In 2017 international students contributed $42.4 billion to the U.S. economy.
As thousands of students return for a start of a new semester across Massachusetts, there’s promising new data showing that the United States is once again among the most desirable countries for international students seeking a college or university degree, and that those students are having a dramatic impact on the U.S. economy. For the benefit of our students and our economic future, we need to do our part to keep it that way.
According to the 2018 Open Doors Report released recently by the Institute of International Education (IIE), the number of international students enrolled in higher education programs in the United States reached a new high during the 2017-2018 school year. A record 1.09 million students from across the globe pursued degrees from institutions across the U.S. More than 68,000 of those students studied at schools right here in Massachusetts.
But despite this record level for overall enrollment, the number of new international students in the U.S. continues to decline. After peaking in the fall of 2015, the last two academic years have witnessed a 9.6 percent drop in new international enrollees. This should serve as a warning sign for all of us who recognize the positive influence and economic benefits that a globally diverse student body has on our campuses and communities. We shouldn’t be taking anything for granted.
Just like in business, a campus is strengthened when students gain exposure to a wide array of perspectives that inspire innovative, global approaches to problem-solving.
When students have the opportunity to collaborate with classmates from different countries and backgrounds on schoolwork, research, and hands on field projects, they are better-positioned to enter the workforce prepared to compete and connect in a global economy.

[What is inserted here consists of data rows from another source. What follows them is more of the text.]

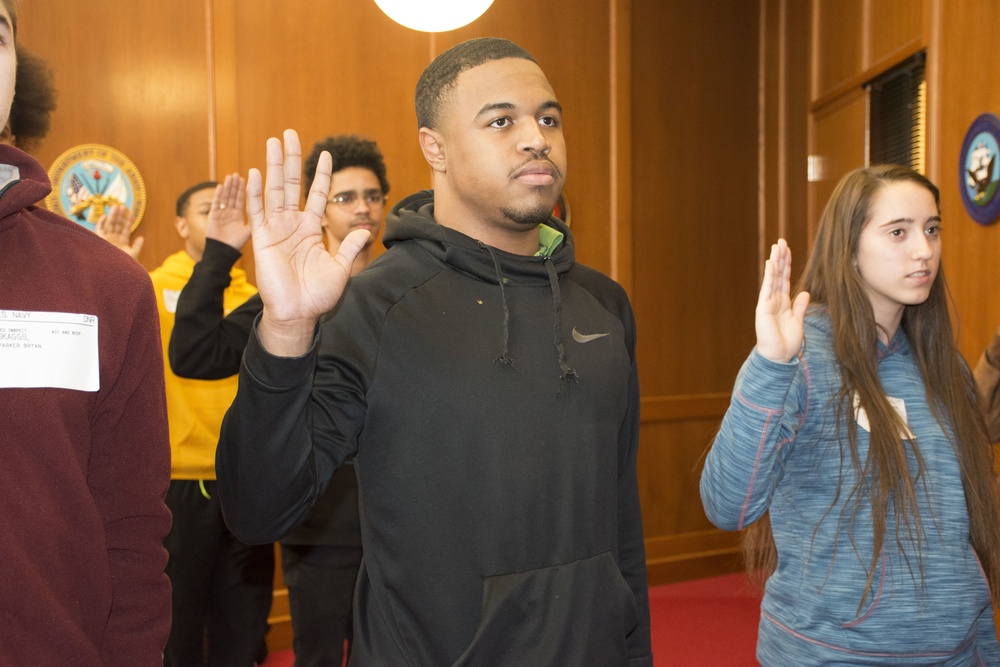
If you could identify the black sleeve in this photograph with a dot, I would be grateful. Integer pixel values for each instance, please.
(205, 343)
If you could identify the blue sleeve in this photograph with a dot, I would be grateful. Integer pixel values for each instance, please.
(744, 463)
(986, 642)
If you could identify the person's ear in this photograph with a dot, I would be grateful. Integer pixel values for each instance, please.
(7, 136)
(433, 147)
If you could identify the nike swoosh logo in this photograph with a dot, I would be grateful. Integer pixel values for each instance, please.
(586, 338)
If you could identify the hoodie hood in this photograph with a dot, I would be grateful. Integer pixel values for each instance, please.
(413, 219)
(32, 187)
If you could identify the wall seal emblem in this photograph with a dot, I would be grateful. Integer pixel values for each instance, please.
(90, 178)
(979, 169)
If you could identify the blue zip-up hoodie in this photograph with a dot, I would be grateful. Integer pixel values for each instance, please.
(781, 449)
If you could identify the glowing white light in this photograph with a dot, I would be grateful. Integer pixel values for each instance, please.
(433, 15)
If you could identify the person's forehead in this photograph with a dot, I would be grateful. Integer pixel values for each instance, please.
(202, 196)
(349, 178)
(507, 77)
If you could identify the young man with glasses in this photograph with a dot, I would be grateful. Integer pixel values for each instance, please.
(321, 557)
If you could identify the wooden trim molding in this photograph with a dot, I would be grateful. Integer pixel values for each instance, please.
(694, 555)
(683, 408)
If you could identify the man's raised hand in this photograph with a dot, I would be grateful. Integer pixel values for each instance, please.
(227, 217)
(778, 318)
(297, 278)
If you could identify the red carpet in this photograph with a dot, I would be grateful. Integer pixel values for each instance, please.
(704, 623)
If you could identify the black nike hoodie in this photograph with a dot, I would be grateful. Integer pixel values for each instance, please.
(491, 404)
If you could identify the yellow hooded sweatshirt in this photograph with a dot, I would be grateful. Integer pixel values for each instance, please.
(194, 407)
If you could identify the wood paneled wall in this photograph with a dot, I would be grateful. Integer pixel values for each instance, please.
(695, 249)
(887, 32)
(688, 127)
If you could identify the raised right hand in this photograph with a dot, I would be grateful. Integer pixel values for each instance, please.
(778, 318)
(226, 218)
(297, 278)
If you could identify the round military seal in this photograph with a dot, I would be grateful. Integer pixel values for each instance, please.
(979, 169)
(90, 178)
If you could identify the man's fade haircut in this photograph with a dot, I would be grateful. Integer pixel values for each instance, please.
(11, 6)
(185, 198)
(348, 150)
(438, 79)
(34, 100)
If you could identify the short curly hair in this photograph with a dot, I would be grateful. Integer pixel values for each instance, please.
(11, 6)
(348, 150)
(439, 77)
(34, 100)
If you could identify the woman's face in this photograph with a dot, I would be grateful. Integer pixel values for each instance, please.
(899, 250)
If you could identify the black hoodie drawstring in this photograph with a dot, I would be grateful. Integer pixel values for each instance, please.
(504, 357)
(568, 373)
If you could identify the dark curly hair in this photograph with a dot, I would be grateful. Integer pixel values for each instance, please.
(439, 78)
(34, 100)
(348, 150)
(11, 6)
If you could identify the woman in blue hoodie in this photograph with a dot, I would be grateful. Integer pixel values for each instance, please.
(854, 451)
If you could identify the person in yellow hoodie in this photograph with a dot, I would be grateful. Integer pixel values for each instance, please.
(221, 587)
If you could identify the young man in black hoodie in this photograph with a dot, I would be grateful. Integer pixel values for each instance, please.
(484, 382)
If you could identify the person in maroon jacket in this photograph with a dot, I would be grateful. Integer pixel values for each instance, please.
(83, 433)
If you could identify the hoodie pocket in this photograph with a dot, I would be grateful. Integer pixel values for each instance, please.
(577, 613)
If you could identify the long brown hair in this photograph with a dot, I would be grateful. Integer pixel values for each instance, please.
(884, 479)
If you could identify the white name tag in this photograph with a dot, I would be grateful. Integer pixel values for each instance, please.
(39, 349)
(170, 299)
(898, 404)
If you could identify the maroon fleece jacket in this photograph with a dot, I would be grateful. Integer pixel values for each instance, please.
(83, 473)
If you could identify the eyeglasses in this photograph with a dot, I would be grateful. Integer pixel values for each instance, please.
(372, 198)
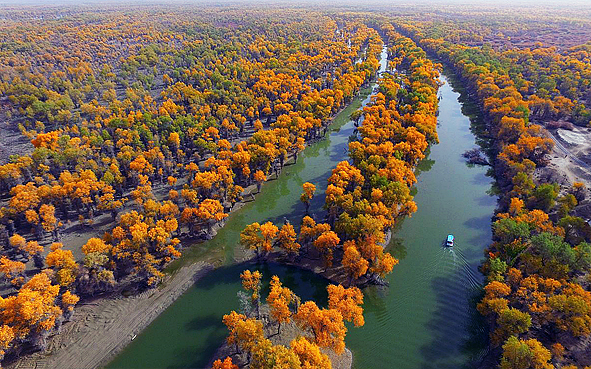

According to the same IIE report, international students studying in the United States contributed $42.4 billion to the U.S. economy in 2017. In Massachusetts, the international students that enrolled in programs in the 2017-2018 academic year poured more than $3 billion into the commonwealth’s economy. And according to theAssociation of International Educators, they also supported nearly 39,000 jobs in the Bay State’s workforce.
If we want to continue to graduate career-ready students while reaping the economic benefits of one of our country’s biggest exports, we need to double down on our support for international education.
At a time when national rhetoric might lead you to believe that our country is less than welcoming to international students, it is up to us as leaders in the education community and as advocates for our students to ensure that the U.S. and Massachusetts continue be an attractive home for students from across the globe.